Wednesday, December 28, 2011

vCenter Chargeback 2.0: Concept

1 Cost Model can only have 1 Billing Policy at a given time. You can change your billing policy as it is dated. For now, there is no view for you to easily see the past Billing Policy and their covered period.
1 Cost Model can only have 1 currency, and you cannot change it.

1 Cost Model can only have 1 Base Rates at a given time. You can change your base rates are it is dated.

On the above screen, the “Computing Resource” is controlled by the “Computing Resources” feature, under the “Settings” tab.
In this global settings, I have disable Disk Read and a few others. That explains why you only see them in the Cost Model dialog box.


1 Cost Model can only have 1 set “built-in” Fixed Costs. There is no “effective date” field here so I’m assuming it will be effective immediately, but your history is computed with previous method. Example, you charge HA $10 and make it Hourly on 1 Jan 2011. In 16 Jan 2011, you change it to Monthly but you do NOT prorate it. If you run a weekly report on 18 Jan, I am not sure what will be charged…
I call the above as “built-in” Fixed Costs as the fields are the same with the Fixed Cost fields. To refresh your memory, below are the Fixed Cost screenshots. All the fields are here, plus you have “effective date”. So this gives flexibility, but at the expense of complexity. You will need to map them manually, plus you need to be careful with your Currency as Chargeback does not provide currency conversion. All your costs have to be in 1 currency for a given report.

You will also notice that in the “built-in” Fixed Cost, there is “Guest OS” cost. This is a clever one, as you can’t specify it in the Fixed Cost section. You notice in the Fixed Cost screenshots above, there is no field called “Guest OS”. So to bill based on specific Guest OS, you need to specify it here.

Billing Policy is cost computation for the Computing Resources. It is how you calculate the cost. It is not dated, so changing it will change the billing policy with immediate effect.
In the above screen, please look at the memory resource. I’ve already highlighted it. If you know the difference between “size” and “allocation”, let me know. A VM might have 4 GB of vRAM, given 2 GB of reservation, and using 3 GB. So I’m not sure where the 4th attribute is for, especially since vCPU and CPU do not have 4 attributes. I suspect it has something to do with Transparent Page Sharing.




1 comment:

  1. If you know the difference between “size” and “allocation”

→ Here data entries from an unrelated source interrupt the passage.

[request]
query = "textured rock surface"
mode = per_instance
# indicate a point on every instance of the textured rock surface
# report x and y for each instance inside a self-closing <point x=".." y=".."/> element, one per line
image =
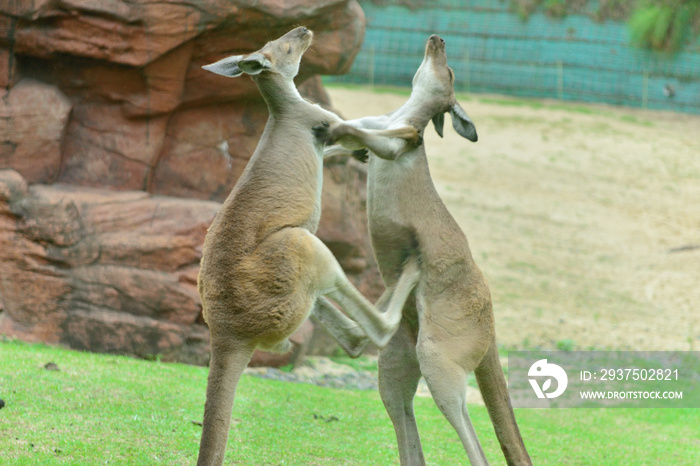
<point x="111" y="95"/>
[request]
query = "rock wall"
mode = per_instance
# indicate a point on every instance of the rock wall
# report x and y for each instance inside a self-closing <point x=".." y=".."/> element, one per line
<point x="118" y="148"/>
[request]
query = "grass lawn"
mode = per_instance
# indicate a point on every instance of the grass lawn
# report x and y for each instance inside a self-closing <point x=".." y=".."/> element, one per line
<point x="103" y="409"/>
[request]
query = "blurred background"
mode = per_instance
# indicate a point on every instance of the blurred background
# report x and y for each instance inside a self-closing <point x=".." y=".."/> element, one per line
<point x="116" y="150"/>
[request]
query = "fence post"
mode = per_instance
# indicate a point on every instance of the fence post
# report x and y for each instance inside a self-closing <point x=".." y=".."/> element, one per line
<point x="560" y="79"/>
<point x="370" y="67"/>
<point x="645" y="88"/>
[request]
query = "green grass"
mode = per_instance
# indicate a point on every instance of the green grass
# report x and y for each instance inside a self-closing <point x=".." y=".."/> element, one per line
<point x="102" y="409"/>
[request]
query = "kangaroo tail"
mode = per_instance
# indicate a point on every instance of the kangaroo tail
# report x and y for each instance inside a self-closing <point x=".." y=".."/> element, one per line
<point x="494" y="390"/>
<point x="225" y="368"/>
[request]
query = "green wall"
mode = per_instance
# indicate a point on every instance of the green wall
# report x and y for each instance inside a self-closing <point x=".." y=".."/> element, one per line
<point x="493" y="50"/>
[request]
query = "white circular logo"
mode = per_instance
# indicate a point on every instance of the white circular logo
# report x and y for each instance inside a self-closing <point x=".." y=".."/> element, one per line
<point x="551" y="371"/>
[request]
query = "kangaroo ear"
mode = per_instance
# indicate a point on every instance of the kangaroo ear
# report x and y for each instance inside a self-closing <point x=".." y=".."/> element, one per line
<point x="254" y="63"/>
<point x="462" y="123"/>
<point x="226" y="67"/>
<point x="439" y="122"/>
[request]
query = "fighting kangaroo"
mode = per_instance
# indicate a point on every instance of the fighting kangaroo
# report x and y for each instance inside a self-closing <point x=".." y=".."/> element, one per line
<point x="262" y="267"/>
<point x="447" y="328"/>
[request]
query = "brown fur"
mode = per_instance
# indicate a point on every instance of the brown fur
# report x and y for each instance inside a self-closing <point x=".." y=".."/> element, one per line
<point x="262" y="268"/>
<point x="448" y="326"/>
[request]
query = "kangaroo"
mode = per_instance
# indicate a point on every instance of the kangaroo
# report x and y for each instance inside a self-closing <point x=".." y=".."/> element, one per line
<point x="262" y="267"/>
<point x="447" y="328"/>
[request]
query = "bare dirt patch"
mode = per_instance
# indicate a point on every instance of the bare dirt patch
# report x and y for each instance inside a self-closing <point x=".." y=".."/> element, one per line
<point x="584" y="218"/>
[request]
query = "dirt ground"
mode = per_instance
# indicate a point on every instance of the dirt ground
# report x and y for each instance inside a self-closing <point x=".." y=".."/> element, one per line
<point x="585" y="219"/>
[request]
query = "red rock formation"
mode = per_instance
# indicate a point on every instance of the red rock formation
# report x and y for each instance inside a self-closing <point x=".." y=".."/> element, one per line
<point x="111" y="95"/>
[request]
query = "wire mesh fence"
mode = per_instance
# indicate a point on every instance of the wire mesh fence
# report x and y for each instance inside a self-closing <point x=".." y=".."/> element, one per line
<point x="493" y="50"/>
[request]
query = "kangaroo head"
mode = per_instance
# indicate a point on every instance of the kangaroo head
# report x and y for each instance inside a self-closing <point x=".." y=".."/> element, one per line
<point x="281" y="56"/>
<point x="434" y="83"/>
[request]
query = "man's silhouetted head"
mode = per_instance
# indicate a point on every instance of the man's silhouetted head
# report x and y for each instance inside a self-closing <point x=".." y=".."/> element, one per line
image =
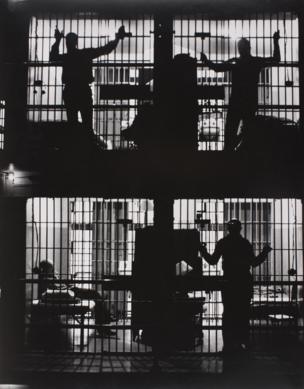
<point x="71" y="40"/>
<point x="234" y="227"/>
<point x="244" y="47"/>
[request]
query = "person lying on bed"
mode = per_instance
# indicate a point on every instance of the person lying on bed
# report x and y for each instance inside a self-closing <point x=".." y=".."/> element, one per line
<point x="46" y="277"/>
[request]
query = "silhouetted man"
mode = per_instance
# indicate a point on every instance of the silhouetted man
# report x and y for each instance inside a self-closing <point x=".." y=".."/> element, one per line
<point x="238" y="258"/>
<point x="244" y="94"/>
<point x="77" y="74"/>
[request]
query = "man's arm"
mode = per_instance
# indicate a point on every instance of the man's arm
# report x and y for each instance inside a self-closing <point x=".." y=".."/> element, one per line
<point x="260" y="258"/>
<point x="217" y="67"/>
<point x="110" y="46"/>
<point x="54" y="54"/>
<point x="212" y="259"/>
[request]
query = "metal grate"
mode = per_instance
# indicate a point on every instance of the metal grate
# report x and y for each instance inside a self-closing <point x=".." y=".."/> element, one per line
<point x="131" y="64"/>
<point x="278" y="91"/>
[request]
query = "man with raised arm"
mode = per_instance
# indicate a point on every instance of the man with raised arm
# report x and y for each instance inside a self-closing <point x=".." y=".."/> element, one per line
<point x="238" y="258"/>
<point x="245" y="71"/>
<point x="77" y="74"/>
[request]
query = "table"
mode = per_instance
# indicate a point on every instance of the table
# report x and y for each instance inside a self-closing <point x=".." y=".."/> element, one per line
<point x="77" y="309"/>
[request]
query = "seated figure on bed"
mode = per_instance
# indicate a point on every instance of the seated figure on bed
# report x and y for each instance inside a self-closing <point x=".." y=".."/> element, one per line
<point x="46" y="277"/>
<point x="238" y="258"/>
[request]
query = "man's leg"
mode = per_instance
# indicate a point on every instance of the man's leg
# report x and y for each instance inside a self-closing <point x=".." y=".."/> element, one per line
<point x="231" y="128"/>
<point x="228" y="319"/>
<point x="248" y="117"/>
<point x="86" y="109"/>
<point x="70" y="102"/>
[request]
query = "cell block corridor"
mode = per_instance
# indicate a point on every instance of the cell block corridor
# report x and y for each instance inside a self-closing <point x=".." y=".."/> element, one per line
<point x="123" y="80"/>
<point x="94" y="272"/>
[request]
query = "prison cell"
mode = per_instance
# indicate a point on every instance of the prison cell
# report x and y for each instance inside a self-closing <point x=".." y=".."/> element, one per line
<point x="115" y="104"/>
<point x="91" y="244"/>
<point x="278" y="282"/>
<point x="278" y="90"/>
<point x="2" y="123"/>
<point x="132" y="64"/>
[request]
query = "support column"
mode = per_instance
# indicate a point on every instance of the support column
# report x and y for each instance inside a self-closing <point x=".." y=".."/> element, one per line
<point x="301" y="68"/>
<point x="12" y="272"/>
<point x="16" y="54"/>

    >> "Allocation" is admin configured value; meaning admin can charge the user for some arbitrary memory value (other than size, reservation and usage). The memory "size" is VM's memory setting from vSphere.

    Please note that allocation needs to be set manually on the VM either through vCenter Chargeback Manager APIs or UI (makes sense as it is configured value).

    In case of vCenter Chargeback Manager's integration with VMware vCloud Director the memory allocation of a VM is synced from VMware vCloud Director.